[css3-text] Comments on hyphenation

Hi

As the guy behind Hyphenator.js I'm glad to see things going on in the field of hyphenation in browsers. First implementations have occured now in Firefox and Webkit and I think the standards for hyphenation should going to be reliable for implementors.

I'm not a computer scientist nor am I involved in any browser. I'm just a hobbyist. But I know Liangs hyphenation algorithm quite well by now (I've implemented it in JavaScript: http://code.google.com/p/hyphenator/), I'm involved in creating better hyphenation patterns for German (aka Trennmuster: https://groups.google.com/group/trennmuster-opensource) and I've gained some experience in use cases from the user feedbacks I got for Hyphenator.js.
So maybe my thoughts will help?

I've read the discussion following http://lists.w3.org/Archives/Public/www-style/2011Mar/0352.html and of course the current WD (http://www.w3.org/TR/2011/WD-css3-text-20110412/).

1) Are there any other important documents?

2) Checking and fixing hyphenation:

	Summary:
	- keep ‘hyphens: all’
	- define mandatory way to load hyphen-patterns (also see 3)
	
A missplaced hyphen is a spelling error and thus not acceptable on a website. Automatic hyphenation can never be perfect due to ambiguous words. Therefor a webdeveloper has to be able to check and fix hyphenation.

It can be checked by displaying the text where all hyphenation points are visible. So we actually need ‘hyphens: all’.

Fixing hyphenation is rather complex. Three levels can be distinguished:
L1 (word-level): fix hyphenation by including conditional hyphenation characters manually which take precedence over automatic hyphenation.
L2 (site-level): fix hyphenation by defining a list of exceptions
L3 (language-level): fix hyphenation by updating the hyphenation-resource

At the moment there is no defined way to do L2. Christoph Päper proposed in http://lists.w3.org/Archives/Public/www-style/2011Mar/0721.html to add an ‘exceptions’-descriptor to the ‘@hyphenate-resource’ rule. I think that will be the most obvious way.

In order to fix hyphenation on a language-level (L3) webdevelopers should be able to provide their own ‘[@]hyphenate-resource’. I'm convinced that this rule must be mandatory to UAs (more on this later).
Further, the format of the resource has to be defined. AFAIK all implementations use Liangs TeX-hyphenation algorithm. So the structure defined in hyphen-2.7.1 (part of hunspell) looks quite good. It's concise and easy to change. (More on this later.)

Since changing or recomputing hyphenation patterns requires deep understanding of the underlying algorithm the ‘exceptions’-descriptor is a handy way for fixing hyphenation.

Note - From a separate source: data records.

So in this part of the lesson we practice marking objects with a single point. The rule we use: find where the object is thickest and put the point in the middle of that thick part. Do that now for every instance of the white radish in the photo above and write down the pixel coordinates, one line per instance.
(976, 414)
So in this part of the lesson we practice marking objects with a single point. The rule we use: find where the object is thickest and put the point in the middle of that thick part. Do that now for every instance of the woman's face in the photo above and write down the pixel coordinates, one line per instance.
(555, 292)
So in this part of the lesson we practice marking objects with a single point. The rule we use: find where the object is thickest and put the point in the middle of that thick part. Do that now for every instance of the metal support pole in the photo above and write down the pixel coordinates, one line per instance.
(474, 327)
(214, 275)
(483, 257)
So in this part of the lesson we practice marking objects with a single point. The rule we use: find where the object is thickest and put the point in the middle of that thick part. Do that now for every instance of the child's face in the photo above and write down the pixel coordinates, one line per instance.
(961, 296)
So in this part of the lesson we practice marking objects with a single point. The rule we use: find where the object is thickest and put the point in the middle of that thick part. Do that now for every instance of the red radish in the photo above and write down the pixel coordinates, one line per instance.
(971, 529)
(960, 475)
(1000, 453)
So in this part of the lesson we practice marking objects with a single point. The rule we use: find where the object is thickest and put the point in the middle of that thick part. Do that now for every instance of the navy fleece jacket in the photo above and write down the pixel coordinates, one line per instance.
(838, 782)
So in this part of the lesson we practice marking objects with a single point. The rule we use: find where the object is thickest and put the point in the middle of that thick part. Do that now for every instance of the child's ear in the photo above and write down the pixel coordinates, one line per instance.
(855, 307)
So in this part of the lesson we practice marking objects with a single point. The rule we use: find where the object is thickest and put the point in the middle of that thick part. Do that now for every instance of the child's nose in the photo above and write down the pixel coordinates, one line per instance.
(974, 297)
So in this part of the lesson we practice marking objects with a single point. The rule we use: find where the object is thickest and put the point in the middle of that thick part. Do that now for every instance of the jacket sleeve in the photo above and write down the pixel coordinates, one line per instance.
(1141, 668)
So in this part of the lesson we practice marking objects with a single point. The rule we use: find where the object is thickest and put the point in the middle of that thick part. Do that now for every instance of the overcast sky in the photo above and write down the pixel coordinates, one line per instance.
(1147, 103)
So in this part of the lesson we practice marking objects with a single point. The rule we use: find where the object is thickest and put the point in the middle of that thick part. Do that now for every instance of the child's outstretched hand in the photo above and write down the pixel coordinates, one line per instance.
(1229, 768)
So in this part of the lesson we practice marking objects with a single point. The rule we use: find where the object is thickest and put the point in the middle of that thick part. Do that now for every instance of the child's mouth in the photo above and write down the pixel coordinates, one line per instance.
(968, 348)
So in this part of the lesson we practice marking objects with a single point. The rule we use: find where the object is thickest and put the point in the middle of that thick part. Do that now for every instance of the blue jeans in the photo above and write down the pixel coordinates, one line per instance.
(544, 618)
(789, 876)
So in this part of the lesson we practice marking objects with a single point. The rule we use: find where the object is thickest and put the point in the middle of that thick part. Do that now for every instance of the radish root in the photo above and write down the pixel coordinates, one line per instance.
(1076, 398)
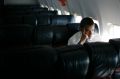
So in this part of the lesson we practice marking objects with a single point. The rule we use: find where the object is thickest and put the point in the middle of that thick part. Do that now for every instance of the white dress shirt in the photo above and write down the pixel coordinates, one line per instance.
(75, 39)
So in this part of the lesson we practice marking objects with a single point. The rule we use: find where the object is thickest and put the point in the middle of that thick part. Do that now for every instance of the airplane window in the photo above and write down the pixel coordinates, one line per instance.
(77, 18)
(112, 32)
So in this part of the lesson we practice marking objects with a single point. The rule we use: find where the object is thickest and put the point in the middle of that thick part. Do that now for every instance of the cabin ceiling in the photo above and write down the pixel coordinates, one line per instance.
(105, 11)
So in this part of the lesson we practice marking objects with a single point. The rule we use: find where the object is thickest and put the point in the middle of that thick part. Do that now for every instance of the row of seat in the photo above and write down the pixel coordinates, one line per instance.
(91, 61)
(28, 35)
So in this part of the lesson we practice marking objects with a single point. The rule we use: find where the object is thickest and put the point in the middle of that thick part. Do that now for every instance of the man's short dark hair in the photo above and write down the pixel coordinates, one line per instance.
(86, 21)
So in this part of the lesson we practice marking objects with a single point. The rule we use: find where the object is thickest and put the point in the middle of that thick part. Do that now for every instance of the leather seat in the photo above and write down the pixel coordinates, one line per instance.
(116, 43)
(73, 62)
(103, 59)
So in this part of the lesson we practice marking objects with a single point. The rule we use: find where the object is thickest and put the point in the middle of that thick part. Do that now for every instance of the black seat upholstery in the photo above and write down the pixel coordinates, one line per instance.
(116, 43)
(36, 62)
(73, 62)
(15, 35)
(104, 59)
(43, 36)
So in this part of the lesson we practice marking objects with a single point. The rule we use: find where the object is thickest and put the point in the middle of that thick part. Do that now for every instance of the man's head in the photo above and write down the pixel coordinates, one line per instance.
(87, 26)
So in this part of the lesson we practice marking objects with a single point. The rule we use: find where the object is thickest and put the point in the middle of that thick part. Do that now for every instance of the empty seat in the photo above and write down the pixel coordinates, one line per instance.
(43, 36)
(104, 59)
(73, 62)
(60, 36)
(16, 35)
(116, 43)
(35, 61)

3) hyphenate-resource vs @hyphenate-resource

	Summary:
	- @hyphenation-pattern instead of @hyphenate-resource
	- method analog to @font-face

I'll take a step back and see how this works for fonts:

@font-face {
  font-family: Gentium;
  src: url(http://example.com/fonts/Gentium.ttf);
}

p { font-family: Gentium, serif; }

The @rule defines kind of a alias to a font resource on the server. As soon as the @rule occurs the UA can load the resource.
Later on the alias is used to refer to that resource.

I think an analog method should be used for hyphenation:

@hyphenation-pattern { /*instead of *-resource */
	hyphenate-resource: <hyphenate-resource>;
	src: url(<url>);
	[exceptions: <comma separated string of hyphenated words>;]
	[lang: <BCP47>;]
}

p {
	hyphens: auto;
	hyphenate-resource: <hyphenate-resource>, local;
}

Setting the descriptor 'lang' in the @rule is a shorthand for

:lang(en) {
	hyphenate-resource: <hyphenate-resource>;
}

Advantages:
+ method known from @font-face
+ Minimal data storage (1 resource per pointer/language, 1 pointer per element)
+ language tagging not required but encouraged
+ Can select patterns on language or on hyphenate-resource
+ Can use any selector
+ Backward compatible to hyphenate-resource: <url>
+ typically @hyphenation-pattern occurs early in the CSS file (preloading)

Disadvantages:
- possible conflicts when language and hyphenate-resource are oppositional
(- complicated)

What do you think?

Sincerely,
Mathias

Received on Monday, 16 May 2011 08:44:11 UTC